Ofegante, ele correu até o hotel e viu um táxi se afastando e sumindo pela rua. Começou a correr atrás dele.

— Espera! Eddie! — gritou, mas sem sucesso. O óculos escorrendo pelo nariz por causa do suor. — Espera! Eu... só queria tomar um café… — disse triste, apoiando as mãos nos joelhos, falando com pausas.

— Ele teve que ir, aconteceu um imprevisto na empresa dele. — Mike informou, chegando ao seu encalço. — Mas ele deixou esse número para que você o procurasse, com o endereço dele em Nova Iorque.

— Valeu. — Pegou o papel e o encarou com carinho.

— Você me parece triste. Quer desabafar, amigão?

— Nada, é só que… e se eu for ir atrás dele e ele se esquecer de mim? Ou se eu me esquecer dele? Que nem aconteceu nos últimos 27 anos.

— Se for pra ser, vocês nunca mais vão esquecer um do outro. A amizade de vocês superará tudo.. — Mike sorriu. — Olhe só o exemplo de Ben e Beverly! Eles vão se casar!

— Espero que você esteja certo mais uma vez, Mike. — Ele tocou no ombro do amigo.

As horas de avião do Maine para a Califórnia foram longas e monótonas. Richie Tozier ouvia baixinho uma música em seus fones enquanto observava a cidade pequena e rústica ficando para trás. Tantas memórias!

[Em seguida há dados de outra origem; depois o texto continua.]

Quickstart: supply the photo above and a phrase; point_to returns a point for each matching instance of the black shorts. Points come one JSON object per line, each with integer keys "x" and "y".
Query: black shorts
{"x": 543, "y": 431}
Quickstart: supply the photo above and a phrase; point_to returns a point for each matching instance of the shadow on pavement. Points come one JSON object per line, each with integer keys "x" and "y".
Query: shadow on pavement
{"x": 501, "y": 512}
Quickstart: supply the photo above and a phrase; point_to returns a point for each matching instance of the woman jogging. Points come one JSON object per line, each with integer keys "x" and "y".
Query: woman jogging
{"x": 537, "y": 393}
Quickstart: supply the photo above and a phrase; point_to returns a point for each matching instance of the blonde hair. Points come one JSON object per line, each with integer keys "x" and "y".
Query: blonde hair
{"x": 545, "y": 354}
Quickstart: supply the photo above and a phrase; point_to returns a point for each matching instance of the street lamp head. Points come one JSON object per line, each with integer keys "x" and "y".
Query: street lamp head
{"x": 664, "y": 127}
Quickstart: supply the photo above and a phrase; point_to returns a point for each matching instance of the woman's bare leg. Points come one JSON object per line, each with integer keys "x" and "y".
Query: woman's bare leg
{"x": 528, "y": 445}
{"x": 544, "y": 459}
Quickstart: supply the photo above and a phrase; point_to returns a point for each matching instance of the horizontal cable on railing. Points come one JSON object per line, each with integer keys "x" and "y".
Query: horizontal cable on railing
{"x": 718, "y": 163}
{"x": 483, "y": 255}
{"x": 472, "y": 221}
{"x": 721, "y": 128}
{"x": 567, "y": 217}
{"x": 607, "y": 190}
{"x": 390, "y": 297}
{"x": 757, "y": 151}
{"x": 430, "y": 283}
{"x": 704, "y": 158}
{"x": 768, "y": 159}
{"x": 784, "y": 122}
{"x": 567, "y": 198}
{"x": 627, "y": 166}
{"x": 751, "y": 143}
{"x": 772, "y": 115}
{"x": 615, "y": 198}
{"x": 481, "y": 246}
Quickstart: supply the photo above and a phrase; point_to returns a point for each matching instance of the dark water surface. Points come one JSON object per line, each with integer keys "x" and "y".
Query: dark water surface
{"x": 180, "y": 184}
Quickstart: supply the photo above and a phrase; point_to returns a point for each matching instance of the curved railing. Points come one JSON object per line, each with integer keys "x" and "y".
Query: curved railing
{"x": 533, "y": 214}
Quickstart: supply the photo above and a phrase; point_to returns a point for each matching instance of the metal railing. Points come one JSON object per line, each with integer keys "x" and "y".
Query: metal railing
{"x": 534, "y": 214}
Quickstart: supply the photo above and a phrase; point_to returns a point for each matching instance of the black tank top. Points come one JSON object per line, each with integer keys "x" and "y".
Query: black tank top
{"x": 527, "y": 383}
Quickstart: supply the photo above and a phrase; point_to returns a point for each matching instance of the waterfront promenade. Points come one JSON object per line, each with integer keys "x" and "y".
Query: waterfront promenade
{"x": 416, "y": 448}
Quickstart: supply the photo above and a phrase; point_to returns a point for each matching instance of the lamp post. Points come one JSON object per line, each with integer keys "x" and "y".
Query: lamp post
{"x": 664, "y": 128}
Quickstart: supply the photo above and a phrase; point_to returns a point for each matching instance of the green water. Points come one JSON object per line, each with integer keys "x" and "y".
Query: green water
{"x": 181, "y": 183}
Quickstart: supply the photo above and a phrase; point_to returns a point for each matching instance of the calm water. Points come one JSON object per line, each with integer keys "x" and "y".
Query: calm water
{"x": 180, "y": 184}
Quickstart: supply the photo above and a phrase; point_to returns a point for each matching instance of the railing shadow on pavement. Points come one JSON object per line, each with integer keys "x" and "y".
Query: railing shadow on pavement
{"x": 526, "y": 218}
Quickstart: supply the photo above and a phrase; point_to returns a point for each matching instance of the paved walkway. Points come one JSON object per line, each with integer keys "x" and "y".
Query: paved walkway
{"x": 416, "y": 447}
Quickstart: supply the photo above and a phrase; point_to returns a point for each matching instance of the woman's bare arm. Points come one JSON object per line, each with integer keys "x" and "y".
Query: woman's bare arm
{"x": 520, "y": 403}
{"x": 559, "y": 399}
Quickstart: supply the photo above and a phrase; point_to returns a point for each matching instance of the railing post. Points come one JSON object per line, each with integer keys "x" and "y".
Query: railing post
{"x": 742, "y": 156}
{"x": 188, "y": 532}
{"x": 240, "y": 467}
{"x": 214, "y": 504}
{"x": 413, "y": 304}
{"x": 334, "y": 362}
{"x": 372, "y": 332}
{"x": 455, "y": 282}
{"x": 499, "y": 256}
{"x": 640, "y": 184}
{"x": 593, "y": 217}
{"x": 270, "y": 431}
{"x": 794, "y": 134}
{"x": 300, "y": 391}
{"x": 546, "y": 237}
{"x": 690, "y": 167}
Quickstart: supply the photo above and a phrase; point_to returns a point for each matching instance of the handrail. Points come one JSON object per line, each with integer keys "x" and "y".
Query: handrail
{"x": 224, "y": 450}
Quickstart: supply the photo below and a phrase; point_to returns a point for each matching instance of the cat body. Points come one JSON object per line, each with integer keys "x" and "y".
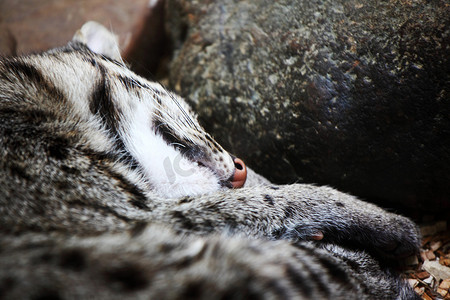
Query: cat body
{"x": 110, "y": 189}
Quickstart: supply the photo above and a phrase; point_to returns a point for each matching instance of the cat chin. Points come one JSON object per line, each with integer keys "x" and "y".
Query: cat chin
{"x": 187, "y": 187}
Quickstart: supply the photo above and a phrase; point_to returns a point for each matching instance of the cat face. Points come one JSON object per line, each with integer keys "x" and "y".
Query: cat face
{"x": 151, "y": 131}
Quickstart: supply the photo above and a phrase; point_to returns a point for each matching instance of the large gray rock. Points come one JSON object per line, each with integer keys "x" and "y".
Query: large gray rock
{"x": 349, "y": 93}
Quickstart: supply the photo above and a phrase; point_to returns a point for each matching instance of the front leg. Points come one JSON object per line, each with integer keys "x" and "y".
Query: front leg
{"x": 295, "y": 212}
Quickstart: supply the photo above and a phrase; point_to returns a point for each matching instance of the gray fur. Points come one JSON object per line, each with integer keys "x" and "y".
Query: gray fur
{"x": 78, "y": 220}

Ele se perguntou como aquela magia poderia ter sido tão poderosa.

Uma semana havia se passado desde que deixara Derry e nada parecia mudar. Suas lembranças ainda estavam vívidas, mas ele estava preocupado com Eddie.

Então, um dia, quando estava prestes a sair de casa de manhã para ir malhar, seu telefone tocou. Era uma chamada vinda diretamente de Nova Iorque.

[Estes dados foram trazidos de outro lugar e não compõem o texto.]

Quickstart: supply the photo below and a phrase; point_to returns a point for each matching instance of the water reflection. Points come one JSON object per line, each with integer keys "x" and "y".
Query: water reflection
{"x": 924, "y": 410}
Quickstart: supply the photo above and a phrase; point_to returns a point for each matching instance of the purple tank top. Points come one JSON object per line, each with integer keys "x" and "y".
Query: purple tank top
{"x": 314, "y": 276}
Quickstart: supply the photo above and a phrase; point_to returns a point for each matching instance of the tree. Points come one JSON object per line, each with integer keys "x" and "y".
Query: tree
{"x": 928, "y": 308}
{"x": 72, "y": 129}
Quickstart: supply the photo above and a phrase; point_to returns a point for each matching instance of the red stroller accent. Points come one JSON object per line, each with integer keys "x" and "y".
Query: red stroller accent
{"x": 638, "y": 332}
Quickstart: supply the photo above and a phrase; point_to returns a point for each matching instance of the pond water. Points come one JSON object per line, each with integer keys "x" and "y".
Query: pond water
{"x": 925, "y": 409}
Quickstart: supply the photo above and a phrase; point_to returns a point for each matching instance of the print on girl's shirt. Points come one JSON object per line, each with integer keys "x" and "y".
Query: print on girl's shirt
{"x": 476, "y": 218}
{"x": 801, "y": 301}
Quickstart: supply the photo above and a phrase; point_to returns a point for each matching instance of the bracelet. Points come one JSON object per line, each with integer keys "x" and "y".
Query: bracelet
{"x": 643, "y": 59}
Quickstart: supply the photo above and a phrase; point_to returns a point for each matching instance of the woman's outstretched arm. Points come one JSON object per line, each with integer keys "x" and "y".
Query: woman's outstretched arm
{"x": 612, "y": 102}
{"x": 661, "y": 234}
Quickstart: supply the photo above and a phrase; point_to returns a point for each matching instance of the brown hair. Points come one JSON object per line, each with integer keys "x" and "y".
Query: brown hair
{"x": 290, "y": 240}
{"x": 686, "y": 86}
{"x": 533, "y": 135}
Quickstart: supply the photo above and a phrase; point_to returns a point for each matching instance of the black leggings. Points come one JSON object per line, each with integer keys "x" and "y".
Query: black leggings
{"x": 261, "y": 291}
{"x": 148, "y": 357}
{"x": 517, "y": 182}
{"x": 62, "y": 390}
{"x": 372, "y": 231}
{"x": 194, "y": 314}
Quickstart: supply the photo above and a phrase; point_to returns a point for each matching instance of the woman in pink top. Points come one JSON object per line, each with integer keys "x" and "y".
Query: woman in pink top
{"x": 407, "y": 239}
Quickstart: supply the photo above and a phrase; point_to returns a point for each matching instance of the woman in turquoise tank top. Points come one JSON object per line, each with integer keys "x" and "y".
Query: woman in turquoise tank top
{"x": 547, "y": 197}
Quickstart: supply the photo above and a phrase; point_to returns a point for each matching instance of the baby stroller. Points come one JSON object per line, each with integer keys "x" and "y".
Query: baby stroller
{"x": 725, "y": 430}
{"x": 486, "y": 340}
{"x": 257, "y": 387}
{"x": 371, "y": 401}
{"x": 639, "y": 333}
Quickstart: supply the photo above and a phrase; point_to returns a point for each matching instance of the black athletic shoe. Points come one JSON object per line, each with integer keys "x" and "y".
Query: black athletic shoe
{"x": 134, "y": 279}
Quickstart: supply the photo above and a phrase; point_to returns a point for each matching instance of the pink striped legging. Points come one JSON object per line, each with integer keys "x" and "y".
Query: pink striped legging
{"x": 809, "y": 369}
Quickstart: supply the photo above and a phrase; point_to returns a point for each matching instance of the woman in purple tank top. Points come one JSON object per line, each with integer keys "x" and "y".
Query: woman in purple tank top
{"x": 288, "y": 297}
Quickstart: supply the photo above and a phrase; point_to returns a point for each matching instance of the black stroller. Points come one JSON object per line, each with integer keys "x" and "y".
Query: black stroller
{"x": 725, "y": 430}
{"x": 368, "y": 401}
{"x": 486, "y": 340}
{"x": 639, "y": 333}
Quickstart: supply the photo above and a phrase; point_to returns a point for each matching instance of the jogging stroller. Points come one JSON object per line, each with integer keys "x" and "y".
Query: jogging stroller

— Espero que não tenha se esquecido de mim, Chee.

Richie riu e sentiu os olhos se encherem de lágrimas.

— Jamais faria isso de novo.

— Desculpa não ter me despedido adequadamente de você. Meu melhor motorista bateu minha limousine mais cara em um poste na madrugada do último Met Gala. Graças a Deus, nem ele nem Demi Moore se feriram gravemente, mas a minha limousine...

— Sinto muito.

— O importante é que ninguém se feriu. E eu tenho uma boa notícia pra você.

— Diga.

— Você está sentado?

— Acabei de me sentar, então sim.

— Entrei com os papéis do divórcio com a Myra. — informou. — E se meu cronograma dar certo, poderei te fazer uma visita no meio de fevereiro. Pretendo ficar uma semana aí, na sua casa. Se não for incômodo.

— Não seja idiota, Eds. Isso jamais seria um incômodo.

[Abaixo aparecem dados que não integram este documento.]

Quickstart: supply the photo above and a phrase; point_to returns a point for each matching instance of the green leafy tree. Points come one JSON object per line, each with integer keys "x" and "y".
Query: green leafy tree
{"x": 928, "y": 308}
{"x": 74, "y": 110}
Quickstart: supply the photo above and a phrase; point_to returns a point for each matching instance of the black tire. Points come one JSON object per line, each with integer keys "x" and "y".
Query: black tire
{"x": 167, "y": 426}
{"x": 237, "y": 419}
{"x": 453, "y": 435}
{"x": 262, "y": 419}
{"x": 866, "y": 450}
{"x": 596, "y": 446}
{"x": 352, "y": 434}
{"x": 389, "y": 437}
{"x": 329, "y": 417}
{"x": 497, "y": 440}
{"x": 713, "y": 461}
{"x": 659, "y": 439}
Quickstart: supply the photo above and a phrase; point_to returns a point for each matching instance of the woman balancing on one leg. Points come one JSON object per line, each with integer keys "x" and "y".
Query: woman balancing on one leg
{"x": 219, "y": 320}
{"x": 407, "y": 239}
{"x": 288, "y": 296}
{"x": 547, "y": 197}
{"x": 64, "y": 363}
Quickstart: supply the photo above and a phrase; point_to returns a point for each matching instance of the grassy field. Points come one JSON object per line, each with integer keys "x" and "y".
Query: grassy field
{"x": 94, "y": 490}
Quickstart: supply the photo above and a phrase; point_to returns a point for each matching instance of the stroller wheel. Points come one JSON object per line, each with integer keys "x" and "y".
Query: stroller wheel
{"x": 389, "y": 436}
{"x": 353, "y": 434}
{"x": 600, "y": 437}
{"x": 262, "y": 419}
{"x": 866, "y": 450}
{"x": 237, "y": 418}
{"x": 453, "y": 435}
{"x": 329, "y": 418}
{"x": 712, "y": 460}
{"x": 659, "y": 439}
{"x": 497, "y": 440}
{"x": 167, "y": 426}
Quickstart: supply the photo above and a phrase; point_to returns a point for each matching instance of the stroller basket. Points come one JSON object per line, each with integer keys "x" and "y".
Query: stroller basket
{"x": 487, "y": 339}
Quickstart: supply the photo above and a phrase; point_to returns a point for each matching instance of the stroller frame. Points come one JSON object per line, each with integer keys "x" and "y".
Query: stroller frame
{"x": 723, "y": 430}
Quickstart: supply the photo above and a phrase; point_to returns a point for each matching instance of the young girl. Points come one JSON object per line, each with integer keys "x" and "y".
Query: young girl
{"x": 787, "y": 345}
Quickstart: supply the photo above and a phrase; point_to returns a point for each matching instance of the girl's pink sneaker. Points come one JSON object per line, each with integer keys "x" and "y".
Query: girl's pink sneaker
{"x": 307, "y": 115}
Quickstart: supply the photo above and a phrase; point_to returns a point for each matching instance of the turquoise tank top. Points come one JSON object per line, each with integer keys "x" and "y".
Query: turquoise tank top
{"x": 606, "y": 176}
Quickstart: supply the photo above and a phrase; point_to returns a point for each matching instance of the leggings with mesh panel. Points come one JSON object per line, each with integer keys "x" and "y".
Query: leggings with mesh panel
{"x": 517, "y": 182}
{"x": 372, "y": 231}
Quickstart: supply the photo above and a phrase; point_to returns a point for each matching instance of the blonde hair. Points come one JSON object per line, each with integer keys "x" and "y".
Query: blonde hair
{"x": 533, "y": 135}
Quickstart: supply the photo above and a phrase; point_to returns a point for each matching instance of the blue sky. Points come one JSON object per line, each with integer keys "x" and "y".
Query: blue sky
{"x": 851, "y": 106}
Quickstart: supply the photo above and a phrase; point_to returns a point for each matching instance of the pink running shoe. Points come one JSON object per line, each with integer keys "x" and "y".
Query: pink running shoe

— Não me chama de Eds. — corrigiu, rindo.

— Isso é daqui duas semanas. — Tozier observou. — Então, está tão ansioso assim para conhecer o meu big Richie? — Ele dançou com as sobrancelhas.

Beep-beep, Richie.

Os dois riram, Eddie estava com as bochechas coradas do outro lado da linha, se Richie visse isso, iria o zoar mais ainda.

— Preciso ir agora. — Kaspbrak informou. — Nos vemos em duas semanas.

Por supuesto, Eduardo. Estou com saudades. Eu te amo. — Richie sentiu seu peito ficar mais leve por finalmente conseguir dizer isso em voz alta.

— Eu também, tchau! Te amo.

— Com quem você está falando, Edward?! — Myra perguntou, querendo tomar o telefone de suas mãos.

Eddie esticou sua mão para o alto depressa. Estavam na sala de espera do consultório do seu advogado — um dos melhores do ramo e indicado por Burt Reynolds. A mulher gorda e de semblante nervoso havia acabado de chegar.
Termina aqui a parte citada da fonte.